Aquellas personas a las que sus regalos navideños les parezcan lamentables tienen una historia que puede servirles de consuelo: al preso estadounidense Lempira Norman sus compañeros de presidio le entregaron como presente un tatuaje de un pene que él no había pedido, informa el diario Daytona Beach.
Según explicó Norman a los responsables del penal, sus compañeros de celda, Justine Harris y Ryan Collina, le habían estado molestando durante todo el día porque querían que se uniera a un club del que ellos formaban parte.
Ante las negativa de Norman, ambos presos regresaron a la celda y obligaron a Norman a tumbarse en el suelo, donde le inmovilizaron con una manta y comenzaron a propinarle una paliza.

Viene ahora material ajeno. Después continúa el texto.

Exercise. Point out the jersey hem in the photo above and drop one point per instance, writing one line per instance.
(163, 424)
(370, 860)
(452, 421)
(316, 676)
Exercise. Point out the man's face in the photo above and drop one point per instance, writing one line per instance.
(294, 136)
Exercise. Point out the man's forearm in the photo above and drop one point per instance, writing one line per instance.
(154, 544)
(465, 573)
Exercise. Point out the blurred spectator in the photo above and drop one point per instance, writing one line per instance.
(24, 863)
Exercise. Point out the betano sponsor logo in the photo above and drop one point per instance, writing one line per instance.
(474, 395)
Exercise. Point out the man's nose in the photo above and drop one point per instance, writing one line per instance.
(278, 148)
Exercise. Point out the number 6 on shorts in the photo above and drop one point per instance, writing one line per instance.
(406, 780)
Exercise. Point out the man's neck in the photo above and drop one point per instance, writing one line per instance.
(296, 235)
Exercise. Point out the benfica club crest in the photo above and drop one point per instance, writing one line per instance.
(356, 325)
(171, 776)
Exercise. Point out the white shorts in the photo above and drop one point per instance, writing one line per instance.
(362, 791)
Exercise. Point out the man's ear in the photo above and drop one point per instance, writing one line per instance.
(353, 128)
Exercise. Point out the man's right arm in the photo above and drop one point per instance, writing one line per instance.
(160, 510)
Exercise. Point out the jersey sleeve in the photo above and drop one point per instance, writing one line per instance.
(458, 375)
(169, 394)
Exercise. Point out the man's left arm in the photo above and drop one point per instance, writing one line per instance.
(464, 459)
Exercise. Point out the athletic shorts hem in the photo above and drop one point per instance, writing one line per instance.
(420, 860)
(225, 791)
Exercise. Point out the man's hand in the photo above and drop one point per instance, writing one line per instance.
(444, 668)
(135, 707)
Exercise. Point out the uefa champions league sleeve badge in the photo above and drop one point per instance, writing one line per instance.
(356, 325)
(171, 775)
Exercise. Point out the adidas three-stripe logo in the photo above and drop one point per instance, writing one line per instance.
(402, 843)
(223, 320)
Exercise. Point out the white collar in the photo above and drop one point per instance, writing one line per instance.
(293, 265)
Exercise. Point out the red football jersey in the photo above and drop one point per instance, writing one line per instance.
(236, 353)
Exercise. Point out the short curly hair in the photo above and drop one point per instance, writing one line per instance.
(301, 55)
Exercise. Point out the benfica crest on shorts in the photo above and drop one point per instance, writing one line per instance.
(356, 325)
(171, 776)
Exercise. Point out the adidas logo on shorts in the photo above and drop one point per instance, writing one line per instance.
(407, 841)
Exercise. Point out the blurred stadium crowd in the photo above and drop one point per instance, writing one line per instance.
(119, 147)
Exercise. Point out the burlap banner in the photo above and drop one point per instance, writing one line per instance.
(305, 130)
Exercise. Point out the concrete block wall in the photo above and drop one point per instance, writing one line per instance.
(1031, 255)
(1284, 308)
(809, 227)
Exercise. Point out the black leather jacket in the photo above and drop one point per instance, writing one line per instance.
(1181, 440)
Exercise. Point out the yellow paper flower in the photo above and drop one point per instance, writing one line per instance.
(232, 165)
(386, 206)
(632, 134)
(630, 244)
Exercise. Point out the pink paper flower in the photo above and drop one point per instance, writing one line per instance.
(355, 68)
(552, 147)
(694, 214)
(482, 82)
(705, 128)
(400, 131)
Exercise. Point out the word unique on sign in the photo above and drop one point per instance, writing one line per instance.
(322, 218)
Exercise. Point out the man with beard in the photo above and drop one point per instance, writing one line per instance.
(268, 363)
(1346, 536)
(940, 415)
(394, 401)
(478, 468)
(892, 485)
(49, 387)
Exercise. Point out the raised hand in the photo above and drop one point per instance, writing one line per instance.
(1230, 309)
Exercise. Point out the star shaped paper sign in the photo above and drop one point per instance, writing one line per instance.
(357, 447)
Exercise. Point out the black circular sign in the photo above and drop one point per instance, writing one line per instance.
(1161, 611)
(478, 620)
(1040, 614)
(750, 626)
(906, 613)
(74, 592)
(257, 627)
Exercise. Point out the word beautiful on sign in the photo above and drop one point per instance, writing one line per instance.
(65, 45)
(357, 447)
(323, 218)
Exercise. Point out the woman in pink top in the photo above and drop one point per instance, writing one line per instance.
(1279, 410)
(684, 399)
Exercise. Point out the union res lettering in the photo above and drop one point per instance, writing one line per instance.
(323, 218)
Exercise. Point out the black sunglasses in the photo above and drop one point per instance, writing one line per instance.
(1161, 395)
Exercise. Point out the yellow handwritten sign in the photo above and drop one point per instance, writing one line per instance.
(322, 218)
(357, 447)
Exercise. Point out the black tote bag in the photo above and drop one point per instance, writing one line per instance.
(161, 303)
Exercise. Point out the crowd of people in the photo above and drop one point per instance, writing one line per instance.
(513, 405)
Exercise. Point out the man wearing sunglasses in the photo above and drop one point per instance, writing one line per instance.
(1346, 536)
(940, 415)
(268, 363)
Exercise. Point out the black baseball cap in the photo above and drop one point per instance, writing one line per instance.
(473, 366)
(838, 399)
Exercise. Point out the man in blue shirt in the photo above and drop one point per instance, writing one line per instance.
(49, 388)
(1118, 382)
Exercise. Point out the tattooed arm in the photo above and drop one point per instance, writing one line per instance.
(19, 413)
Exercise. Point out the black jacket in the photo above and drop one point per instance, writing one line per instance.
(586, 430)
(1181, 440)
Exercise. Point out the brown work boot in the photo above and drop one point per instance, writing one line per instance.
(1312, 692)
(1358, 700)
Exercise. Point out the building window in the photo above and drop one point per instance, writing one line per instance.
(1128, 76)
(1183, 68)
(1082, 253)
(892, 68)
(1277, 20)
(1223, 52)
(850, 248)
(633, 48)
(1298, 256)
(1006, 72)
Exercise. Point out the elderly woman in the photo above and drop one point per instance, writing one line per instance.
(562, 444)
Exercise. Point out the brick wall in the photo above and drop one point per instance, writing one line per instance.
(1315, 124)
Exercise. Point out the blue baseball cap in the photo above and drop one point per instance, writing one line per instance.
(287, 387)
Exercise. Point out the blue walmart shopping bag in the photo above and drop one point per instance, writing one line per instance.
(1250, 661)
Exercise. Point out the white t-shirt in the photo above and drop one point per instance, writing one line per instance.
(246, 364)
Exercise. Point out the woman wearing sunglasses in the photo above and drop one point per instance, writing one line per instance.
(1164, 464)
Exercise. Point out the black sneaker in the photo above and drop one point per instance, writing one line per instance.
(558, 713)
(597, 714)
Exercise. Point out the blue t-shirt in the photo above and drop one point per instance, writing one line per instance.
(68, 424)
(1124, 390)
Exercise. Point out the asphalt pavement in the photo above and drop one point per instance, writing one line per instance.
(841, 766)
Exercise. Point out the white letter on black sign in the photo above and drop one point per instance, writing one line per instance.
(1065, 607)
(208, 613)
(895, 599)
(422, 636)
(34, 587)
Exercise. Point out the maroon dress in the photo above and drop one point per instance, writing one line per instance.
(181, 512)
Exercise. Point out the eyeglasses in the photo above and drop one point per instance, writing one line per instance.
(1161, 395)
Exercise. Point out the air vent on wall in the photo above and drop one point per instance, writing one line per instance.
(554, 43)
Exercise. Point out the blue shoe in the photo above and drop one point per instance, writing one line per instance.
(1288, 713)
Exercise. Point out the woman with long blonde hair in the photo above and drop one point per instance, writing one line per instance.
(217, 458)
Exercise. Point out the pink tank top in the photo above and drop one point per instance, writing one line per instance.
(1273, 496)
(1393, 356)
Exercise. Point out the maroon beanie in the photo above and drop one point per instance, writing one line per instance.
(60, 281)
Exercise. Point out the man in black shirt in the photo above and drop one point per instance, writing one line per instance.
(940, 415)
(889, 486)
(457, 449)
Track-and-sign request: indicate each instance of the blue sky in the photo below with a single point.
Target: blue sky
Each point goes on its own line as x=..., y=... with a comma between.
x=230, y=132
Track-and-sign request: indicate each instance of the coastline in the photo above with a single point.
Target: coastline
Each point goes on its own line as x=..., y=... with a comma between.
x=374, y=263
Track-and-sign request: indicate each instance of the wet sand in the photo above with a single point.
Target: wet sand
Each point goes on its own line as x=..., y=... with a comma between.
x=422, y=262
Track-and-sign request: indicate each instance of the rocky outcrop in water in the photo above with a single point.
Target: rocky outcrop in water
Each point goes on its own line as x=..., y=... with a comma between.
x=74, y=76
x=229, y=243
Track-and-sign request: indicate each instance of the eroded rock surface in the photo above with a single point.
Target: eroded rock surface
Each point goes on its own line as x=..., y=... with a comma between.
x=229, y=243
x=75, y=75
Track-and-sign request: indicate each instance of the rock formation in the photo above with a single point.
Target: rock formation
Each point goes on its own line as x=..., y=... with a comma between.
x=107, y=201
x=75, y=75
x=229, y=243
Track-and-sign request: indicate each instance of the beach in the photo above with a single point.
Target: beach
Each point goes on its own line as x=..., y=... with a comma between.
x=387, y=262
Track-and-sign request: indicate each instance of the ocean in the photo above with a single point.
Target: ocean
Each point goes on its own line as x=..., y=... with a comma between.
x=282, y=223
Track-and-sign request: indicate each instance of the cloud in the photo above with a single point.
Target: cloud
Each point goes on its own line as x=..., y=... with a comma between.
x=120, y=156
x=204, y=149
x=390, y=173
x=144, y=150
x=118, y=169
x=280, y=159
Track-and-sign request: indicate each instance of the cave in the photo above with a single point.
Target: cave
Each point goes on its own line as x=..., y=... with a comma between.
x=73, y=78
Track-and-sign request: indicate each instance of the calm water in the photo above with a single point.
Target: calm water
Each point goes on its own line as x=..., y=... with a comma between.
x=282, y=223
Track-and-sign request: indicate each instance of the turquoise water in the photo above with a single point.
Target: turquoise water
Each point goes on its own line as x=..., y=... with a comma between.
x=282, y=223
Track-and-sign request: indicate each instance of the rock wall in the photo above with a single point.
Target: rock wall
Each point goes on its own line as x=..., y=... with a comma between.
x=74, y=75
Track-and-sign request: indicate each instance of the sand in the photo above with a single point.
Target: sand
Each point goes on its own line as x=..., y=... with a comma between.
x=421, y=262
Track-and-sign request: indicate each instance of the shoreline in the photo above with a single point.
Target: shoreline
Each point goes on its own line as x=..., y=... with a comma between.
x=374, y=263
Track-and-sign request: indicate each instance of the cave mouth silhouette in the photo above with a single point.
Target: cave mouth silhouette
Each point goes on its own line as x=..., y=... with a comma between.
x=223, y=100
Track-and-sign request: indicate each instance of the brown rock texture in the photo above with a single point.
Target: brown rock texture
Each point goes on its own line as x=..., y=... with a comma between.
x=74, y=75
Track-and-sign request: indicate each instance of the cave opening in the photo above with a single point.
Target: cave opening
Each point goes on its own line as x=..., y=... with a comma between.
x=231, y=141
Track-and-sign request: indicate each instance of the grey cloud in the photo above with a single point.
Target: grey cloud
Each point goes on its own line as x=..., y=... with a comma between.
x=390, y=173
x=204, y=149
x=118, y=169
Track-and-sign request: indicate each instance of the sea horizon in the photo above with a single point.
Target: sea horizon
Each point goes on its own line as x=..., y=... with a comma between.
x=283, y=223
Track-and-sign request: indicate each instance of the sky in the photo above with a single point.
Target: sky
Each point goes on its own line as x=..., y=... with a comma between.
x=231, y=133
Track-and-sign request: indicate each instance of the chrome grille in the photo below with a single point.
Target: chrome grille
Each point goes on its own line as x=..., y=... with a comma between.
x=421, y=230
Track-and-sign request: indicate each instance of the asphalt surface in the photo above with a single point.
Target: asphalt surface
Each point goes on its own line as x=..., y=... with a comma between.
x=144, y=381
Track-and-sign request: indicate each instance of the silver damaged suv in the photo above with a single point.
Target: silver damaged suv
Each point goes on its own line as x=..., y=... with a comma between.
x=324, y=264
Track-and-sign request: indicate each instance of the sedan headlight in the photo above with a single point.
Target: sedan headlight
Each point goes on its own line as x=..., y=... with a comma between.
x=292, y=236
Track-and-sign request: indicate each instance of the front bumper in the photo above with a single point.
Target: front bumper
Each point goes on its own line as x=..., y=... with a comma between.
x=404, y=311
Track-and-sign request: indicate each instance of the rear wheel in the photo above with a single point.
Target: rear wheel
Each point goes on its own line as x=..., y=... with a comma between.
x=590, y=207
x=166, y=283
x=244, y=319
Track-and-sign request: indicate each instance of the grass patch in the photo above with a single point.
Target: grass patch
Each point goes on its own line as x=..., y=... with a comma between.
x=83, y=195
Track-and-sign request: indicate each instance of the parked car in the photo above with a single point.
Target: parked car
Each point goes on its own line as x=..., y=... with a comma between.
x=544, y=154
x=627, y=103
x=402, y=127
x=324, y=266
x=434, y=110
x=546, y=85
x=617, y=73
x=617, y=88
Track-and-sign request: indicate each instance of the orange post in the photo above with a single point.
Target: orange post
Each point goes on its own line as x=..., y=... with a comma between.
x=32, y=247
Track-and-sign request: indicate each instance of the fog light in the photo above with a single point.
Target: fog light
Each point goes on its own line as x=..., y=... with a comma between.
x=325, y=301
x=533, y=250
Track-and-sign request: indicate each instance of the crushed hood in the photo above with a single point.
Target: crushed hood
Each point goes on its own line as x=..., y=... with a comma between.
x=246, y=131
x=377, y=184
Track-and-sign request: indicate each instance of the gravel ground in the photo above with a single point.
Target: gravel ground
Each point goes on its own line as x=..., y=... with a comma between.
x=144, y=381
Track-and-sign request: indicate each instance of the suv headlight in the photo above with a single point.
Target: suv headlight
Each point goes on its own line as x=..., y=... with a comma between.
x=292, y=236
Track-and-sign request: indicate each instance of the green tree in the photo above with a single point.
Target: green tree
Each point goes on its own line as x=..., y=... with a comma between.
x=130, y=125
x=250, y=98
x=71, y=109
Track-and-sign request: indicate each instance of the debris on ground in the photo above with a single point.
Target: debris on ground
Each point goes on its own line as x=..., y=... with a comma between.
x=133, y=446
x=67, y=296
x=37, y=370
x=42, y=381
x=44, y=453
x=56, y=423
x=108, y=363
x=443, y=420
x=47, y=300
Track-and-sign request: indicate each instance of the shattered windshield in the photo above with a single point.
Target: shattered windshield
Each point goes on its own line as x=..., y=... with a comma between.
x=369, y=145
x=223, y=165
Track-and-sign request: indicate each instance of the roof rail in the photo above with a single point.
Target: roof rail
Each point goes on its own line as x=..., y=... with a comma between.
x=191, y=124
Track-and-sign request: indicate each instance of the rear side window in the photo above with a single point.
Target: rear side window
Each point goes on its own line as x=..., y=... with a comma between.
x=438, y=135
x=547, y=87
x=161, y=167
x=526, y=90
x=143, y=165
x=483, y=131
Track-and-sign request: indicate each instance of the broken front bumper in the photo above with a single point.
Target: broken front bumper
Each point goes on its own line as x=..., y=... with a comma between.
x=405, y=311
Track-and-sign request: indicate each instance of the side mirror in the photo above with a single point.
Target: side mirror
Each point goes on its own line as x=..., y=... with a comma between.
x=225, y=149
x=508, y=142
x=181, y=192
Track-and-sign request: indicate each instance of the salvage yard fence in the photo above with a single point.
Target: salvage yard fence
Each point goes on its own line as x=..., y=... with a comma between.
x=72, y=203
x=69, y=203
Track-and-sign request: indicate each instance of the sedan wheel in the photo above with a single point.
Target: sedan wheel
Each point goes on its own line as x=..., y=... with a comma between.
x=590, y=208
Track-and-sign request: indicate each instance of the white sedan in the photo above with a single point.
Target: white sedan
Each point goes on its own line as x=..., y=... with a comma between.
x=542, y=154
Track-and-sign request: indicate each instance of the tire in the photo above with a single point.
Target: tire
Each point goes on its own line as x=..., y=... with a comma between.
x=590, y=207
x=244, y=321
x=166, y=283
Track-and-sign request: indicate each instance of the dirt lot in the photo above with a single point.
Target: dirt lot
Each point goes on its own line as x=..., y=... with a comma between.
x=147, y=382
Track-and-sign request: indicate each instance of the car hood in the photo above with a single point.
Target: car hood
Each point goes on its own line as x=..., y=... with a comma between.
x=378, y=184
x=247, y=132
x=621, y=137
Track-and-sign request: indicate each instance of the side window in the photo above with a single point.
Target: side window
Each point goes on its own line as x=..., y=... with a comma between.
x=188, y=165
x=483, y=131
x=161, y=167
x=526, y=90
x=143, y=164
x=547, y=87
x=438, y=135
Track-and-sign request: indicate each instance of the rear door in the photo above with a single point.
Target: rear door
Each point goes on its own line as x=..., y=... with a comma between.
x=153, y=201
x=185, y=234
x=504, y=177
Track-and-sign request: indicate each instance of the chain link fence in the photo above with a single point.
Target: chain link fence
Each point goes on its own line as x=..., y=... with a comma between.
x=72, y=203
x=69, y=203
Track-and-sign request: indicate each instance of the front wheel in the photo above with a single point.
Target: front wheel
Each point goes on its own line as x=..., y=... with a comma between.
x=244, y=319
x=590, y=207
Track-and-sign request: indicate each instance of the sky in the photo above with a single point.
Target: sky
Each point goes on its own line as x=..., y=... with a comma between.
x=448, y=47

A continuación, los hombres le amenazaron con golpearle de forma más violenta si no les daba permiso para hacerle dos tatuajes de la letra ‘B', en mayúsculas y minúsculas, según recoge el informe de los agentes.
Sin embargo, mientras Collina sujetaba a Norman, Harris le tatuó el dibujo de un pene en su hombro derecho con un rudimentario kit de tatuajes.
Cuando Norman denunció los hechos los agentes requisaron las herramientas empleadas, y Harris y Collina pasaron a ser investigados por un delito de agresión.